The ducks came swimming from the other side of the pond.
“We should have brought some bread,” she said and then, “but there are only five.” She counted again. “Five.”
“It could have been a fox,” he said. He had heard that they were coming back to the area. He had heard reports of coyote, too. It could even have been a cat. They both knew that in a pond like this one there might be snapping turtles. Even a large fish could pull down a duckling, he supposed. Life is hard for small things.
“Yes,” she said quietly.
She withdrew her hand from his and they walked on. The rise of the meadow smelled of blueberry.
“The bushes must be in bloom,” he said. “We will have to remember to look for berries in a month or so.”
They were due at the clinic early the next morning and did not take their walk. When they returned to their routine three days later, there were several mature ducks on the pond, eager to bob and quarrel over the crumbs of bread the couple strewed; but just three ducklings skittered across the pond behind the serene profile of the mother mallard. They scattered more bread and waited to see if laggard babies would emerge from the reeds. None came and the wife began to weep. She was just tired, she said. He blamed himself that he had pushed her to come out too soon. They rested a moment and then turned back to take the shortest route home.

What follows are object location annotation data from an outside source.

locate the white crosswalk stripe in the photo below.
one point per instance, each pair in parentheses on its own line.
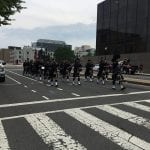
(55,137)
(118,136)
(126,115)
(3,139)
(138,106)
(52,134)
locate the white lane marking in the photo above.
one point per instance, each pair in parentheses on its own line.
(141,92)
(45,97)
(126,115)
(61,110)
(40,82)
(148,101)
(75,94)
(21,75)
(118,136)
(52,134)
(13,79)
(138,106)
(59,89)
(3,138)
(33,91)
(58,100)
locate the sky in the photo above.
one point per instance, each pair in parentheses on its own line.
(72,21)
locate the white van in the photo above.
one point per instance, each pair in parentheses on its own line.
(2,73)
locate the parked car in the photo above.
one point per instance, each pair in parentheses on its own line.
(2,73)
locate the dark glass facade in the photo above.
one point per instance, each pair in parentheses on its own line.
(123,26)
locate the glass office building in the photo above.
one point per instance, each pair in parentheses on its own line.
(123,26)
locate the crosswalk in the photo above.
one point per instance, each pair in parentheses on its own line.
(104,127)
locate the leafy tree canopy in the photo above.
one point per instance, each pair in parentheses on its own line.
(9,8)
(64,53)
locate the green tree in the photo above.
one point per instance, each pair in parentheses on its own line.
(89,54)
(64,53)
(9,8)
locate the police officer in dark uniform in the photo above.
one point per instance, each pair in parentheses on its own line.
(77,68)
(89,70)
(116,73)
(54,72)
(101,73)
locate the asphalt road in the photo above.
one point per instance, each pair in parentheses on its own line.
(36,116)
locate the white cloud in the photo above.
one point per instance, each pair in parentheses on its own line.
(56,12)
(56,19)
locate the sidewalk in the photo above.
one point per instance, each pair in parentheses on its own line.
(131,79)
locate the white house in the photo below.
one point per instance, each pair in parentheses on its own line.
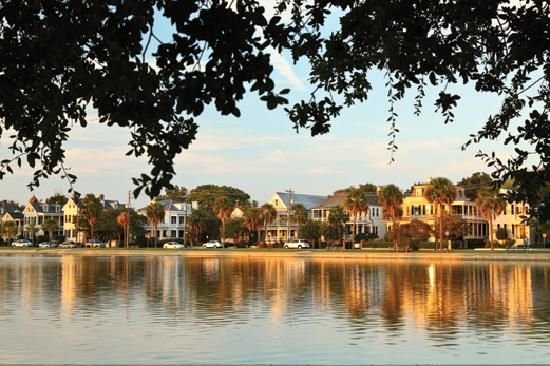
(174,222)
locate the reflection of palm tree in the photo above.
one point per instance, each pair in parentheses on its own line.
(50,225)
(440,192)
(490,205)
(355,203)
(155,214)
(268,213)
(391,199)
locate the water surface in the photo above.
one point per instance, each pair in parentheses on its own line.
(116,309)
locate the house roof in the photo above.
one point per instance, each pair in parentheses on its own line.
(308,200)
(6,207)
(338,199)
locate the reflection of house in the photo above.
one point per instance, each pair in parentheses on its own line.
(512,219)
(369,221)
(37,213)
(70,220)
(416,206)
(279,226)
(175,219)
(9,212)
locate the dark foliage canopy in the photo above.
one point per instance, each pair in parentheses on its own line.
(59,59)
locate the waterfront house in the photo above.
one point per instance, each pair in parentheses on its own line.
(278,228)
(370,221)
(174,222)
(36,213)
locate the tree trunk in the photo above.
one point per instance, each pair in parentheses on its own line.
(491,231)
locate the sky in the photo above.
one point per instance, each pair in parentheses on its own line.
(261,153)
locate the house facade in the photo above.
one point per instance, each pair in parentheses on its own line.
(369,221)
(513,221)
(173,226)
(416,206)
(9,212)
(70,221)
(36,213)
(280,228)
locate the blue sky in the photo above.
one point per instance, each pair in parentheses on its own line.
(260,153)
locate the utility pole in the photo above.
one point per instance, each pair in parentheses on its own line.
(129,220)
(288,207)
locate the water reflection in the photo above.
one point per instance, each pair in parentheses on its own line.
(366,307)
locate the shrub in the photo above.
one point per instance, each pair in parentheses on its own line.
(501,234)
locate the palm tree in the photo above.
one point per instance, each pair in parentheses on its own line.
(32,228)
(355,203)
(9,229)
(300,216)
(123,219)
(91,209)
(155,214)
(440,192)
(391,199)
(222,208)
(252,218)
(337,217)
(490,205)
(268,213)
(50,225)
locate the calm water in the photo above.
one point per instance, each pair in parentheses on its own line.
(74,309)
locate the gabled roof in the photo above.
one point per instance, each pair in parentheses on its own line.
(338,199)
(308,200)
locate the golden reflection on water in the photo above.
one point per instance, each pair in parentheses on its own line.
(433,296)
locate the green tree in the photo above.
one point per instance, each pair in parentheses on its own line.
(57,199)
(475,183)
(51,226)
(268,213)
(391,200)
(299,216)
(337,218)
(203,220)
(219,50)
(155,214)
(440,192)
(355,203)
(491,205)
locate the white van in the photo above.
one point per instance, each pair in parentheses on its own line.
(296,244)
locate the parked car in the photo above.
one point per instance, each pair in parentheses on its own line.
(212,244)
(22,243)
(47,244)
(173,245)
(94,243)
(67,244)
(297,244)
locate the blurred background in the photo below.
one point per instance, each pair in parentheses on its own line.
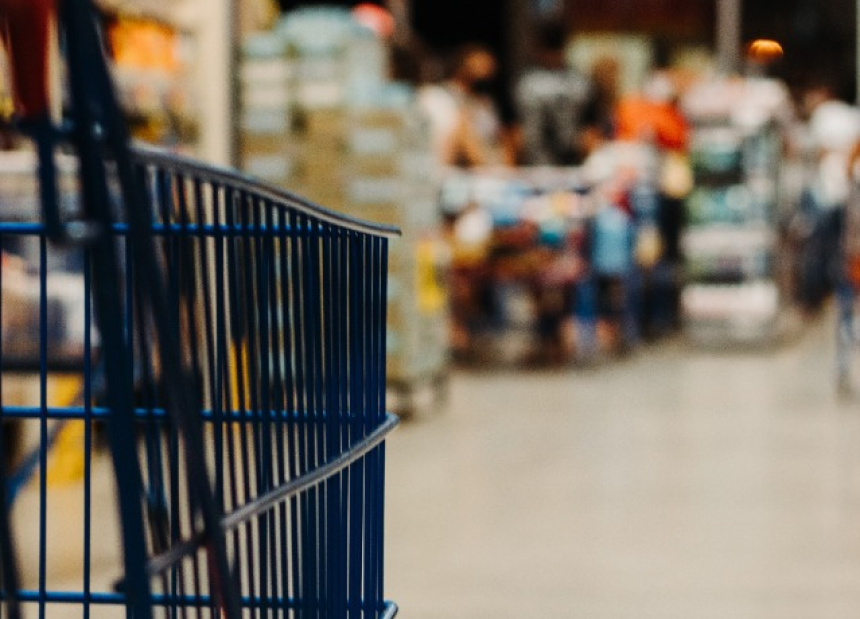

The next day he insisted that they drive around to the other side of the conservation land. They could walk in the evergreen plantation there, where it smelled of peat and mushrooms on cool days or pungently of pine resin on hot ones. It was wiser because they were never far from the parking area there, he said. She could have the benefit of her walk without overtaxing herself. They did not mention the ducks.
Once or twice during the next month the husband walked the path to the pond by himself while his wife rested in the dimness of their blue-green and white bedroom, where the shades were drawn against the summer heat. While he sat on the granite bench and smoked the daily secret cigarette that he allowed himself, she dreamed of water running over rocks in a mountain stream. Just once, he saw the ducks again. The three survivors shepherded still by their dappled brown mother. They were larger now, their yellow fluff giving way to the brown of pinfeathers. They still gobbled eagerly at whatever floated on the water’s surface or skittered off at a tangent and then came hurrying back to ride their mother’s wake. One of them stretched its puny wings, flapping, trying to lift itself from the water.
In September, in a hospital in the heart of the city, the husband tiptoed into his wife’s room and sat down beside her bed. He touched her hand lightly. Awakening from drugged sleep, she smiled at him.
“Are there six ducklings on the pond today?” she asked from the remote place where she lived now.
He was amazed that she remembered them.
“Yes,” he lied, because what did it matter now. “They grow stronger every day. They practice flying. I imagine they will fly south very soon.”
She lowered her veined eyelids over the round balls of her eyes and dreamed of birds resting on the still surface of a pond, feathered breast to mirrored breast. The pond she dreams is a bowl of silt and dark water. Curled brown oak leaves and yellow pollen float on the surface awhile and then sink. The pond’s predators lie quiescent in the bottom mud, jaws clothed, teeth sheathed. She dreams of the great snapping turtle on whose back the world rests. She sees its wrinkled eyelids smooth themselves into hoods over the round balls of its ancient eyes. On the calm surface of the pond in the slanting rays of twilight, the brown and green and gold birds settle their plumage, tuck, first one and then another, their heads under their wings, and sleep.